"‘Our brains struck fire each from each’: Disidentification, Difference, and Desire in the Collaborative Aesthetics of Michael Field"

Author: 
Jill Ehnenn
Type: 
Other Publications
Publisher: 
Routledge

Jill Ehnenn's essay "'Our brains struck fire each from each': Disidentification, Difference, and Desire in the Collaborative Aesthetics of Michael Field" has been published in Economies of Desire at the Victorian Fin de Siècle: Libidinal Lives, eds. Jane Ford, Kim Edwards Keates, and Patricia Pulham (Routledge).

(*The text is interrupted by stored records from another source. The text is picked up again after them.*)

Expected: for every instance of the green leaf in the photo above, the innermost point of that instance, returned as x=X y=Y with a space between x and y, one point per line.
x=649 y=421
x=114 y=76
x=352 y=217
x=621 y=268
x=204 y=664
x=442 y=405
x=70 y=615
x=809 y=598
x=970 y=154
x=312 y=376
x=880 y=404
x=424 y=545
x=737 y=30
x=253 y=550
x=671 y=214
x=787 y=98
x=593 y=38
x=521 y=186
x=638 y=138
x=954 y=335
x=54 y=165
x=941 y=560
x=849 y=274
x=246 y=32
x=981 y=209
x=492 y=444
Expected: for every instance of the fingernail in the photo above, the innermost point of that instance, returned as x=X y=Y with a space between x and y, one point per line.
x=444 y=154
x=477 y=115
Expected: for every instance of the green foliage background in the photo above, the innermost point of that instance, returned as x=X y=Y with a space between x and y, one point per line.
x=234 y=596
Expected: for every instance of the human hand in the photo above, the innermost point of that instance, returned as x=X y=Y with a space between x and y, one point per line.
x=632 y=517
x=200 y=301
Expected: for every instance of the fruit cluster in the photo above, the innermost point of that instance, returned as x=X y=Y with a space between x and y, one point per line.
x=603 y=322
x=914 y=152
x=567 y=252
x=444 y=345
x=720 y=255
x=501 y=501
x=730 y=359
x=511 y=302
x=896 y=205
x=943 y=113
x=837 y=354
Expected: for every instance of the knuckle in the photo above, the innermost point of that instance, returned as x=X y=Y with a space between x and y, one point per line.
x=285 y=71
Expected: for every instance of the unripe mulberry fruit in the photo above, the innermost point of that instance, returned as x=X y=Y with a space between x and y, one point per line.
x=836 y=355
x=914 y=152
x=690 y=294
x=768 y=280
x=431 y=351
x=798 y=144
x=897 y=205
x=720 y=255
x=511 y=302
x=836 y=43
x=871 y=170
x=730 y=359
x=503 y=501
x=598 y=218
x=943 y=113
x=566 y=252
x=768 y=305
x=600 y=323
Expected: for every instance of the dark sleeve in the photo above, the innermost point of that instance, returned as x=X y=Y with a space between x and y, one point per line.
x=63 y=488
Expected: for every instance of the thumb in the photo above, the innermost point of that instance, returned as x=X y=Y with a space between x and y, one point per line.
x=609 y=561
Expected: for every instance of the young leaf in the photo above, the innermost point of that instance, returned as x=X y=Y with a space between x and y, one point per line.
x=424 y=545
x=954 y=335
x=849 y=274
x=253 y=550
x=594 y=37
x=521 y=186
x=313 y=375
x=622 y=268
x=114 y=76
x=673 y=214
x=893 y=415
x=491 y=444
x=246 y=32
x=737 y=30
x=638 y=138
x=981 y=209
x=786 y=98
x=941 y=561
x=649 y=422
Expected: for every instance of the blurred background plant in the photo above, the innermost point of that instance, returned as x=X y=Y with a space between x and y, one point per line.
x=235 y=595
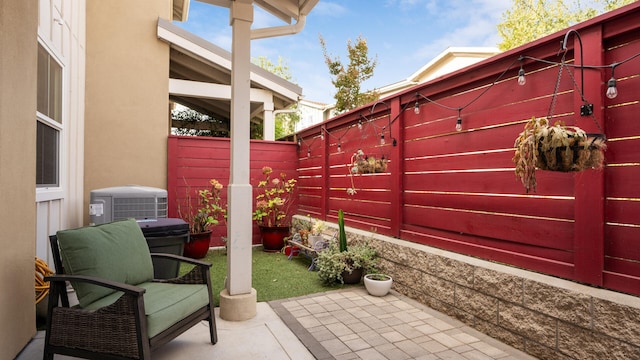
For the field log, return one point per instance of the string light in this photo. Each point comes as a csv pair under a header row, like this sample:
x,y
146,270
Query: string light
x,y
521,79
612,90
611,93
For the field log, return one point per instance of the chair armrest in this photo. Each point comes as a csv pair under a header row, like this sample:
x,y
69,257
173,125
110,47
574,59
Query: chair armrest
x,y
118,286
181,259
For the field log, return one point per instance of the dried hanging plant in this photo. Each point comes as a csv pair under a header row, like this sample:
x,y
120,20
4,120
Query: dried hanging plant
x,y
555,148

This essay explores the Michael Field collaboration as a relationship that appropriates and queers heteronormative conventions in order to negotiate late-Victorian paradigms of gender and sexuality, authorship and subjectivity, Aestheticism and Decadence. Reading both literary and autobiographical texts as textual performances with queer implications for theorizing nineteenth-century representations of co-authorship and same-sex love, Jill asserts that Field fosters their long-standing partnership by employing strategies akin to queer disidentification. The coauthors find erotic and intellectual play with difference, gender, and the gaze pleasurable and inspiring; celebrating difference within their relationship also enables Field to enter conversations about art as authentic expression vs. reproducing convention as commodity. As Jill demonstrates, it is in and through the complexities of their relationship to each other, authorship, and art, that Michael Field's partnership and writing manifest many of the contradictions now associated with Aestheticism.